Known as Sound Sponge, the new hearing protection solution responds to its environment, allowing communication at lower levels of background noise while offering very high quality protection when the environmental noise is at harmful levels.

It is designed to be attractive to existing hearing protection users as it is a retrofit product which sits in between the plastic cup and the foam insert that covers the ear.

When in place it makes standard hearing protection up to eight times more effective at higher amplitudes yet it still allows conversations to take place during times when background noise levels are lower even while wearing the head set.

It achieves this through the use of what chief communications officer Eimear O’Carroll refers to as a non-Newtonian material.

Simply put, this is a type of material which responds to force in a non-linear way.

The material used in the Sound Sponge is solid under normal circumstances but becomes increasing liquid when exposed to increasing noise levels.

As a liquid absorbs more sound energy than a solid, its efficiency as an ear defender increases with the loudness of the sound.

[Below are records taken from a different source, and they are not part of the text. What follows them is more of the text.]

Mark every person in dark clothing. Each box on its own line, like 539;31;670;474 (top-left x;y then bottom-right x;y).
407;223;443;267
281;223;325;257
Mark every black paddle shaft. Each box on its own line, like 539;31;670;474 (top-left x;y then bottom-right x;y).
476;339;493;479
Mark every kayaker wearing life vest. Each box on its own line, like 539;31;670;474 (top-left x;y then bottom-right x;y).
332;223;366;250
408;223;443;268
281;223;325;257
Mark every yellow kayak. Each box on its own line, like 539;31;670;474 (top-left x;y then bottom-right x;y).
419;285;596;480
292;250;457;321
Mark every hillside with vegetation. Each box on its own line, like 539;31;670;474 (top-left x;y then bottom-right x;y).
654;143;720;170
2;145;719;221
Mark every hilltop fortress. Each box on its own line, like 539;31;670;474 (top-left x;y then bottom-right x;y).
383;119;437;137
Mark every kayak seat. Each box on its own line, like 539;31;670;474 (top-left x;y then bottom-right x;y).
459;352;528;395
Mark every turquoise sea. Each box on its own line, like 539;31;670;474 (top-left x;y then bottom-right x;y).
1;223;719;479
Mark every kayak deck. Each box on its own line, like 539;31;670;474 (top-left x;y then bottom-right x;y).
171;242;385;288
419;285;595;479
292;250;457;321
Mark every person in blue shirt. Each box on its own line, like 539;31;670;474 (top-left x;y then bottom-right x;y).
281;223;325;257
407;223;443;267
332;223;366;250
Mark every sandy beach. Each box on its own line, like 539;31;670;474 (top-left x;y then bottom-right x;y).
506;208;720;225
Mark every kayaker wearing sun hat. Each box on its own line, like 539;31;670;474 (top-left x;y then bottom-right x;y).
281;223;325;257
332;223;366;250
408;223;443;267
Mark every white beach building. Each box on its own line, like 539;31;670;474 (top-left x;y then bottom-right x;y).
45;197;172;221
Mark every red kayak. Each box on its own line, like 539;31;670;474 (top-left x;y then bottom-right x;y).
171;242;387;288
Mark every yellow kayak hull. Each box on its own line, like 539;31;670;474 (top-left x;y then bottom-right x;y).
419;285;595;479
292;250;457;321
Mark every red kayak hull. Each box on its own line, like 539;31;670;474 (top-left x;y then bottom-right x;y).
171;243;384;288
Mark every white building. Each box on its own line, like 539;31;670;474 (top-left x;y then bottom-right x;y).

Existing solutions to this problem have relied on sophisticated electronics. Foam was used for standard protection products but this only gives a flat response to the sound, not a dynamic one like the Sound Sponge provides.

“All the current products that respond proportionally to their noise environment use electronics to measure the external sound and then react accordingly”, says O’Carroll.

“We had a number of customers for our tinnitus solution telling us that their problem was the result of exposure to noise so we decided to look at that problem. We looked at what everyone else was doing and found that almost every innovation was aimed at improving electronic products.”

The difficulty with electronic solutions is the delay between the noise and the device’s response.

“The delay might be just milliseconds but milliseconds matter when it comes to hearing”, O’Carroll points out.

“This is not the case for the Sound Sponge. Using a material results in an instantaneous response to the environment, opening up industries that our competitors cannot cater for with the same level of efficacy.”

The Sound Sponge will be launched on the world market this summer and interest in the product so far is already encouraging.

"We are developing strategic partnerships with existing distributors in the countries that we want to target. We have already arranged this in the UK and Ireland and we will continue to use this model as the company grows", says O'Carroll.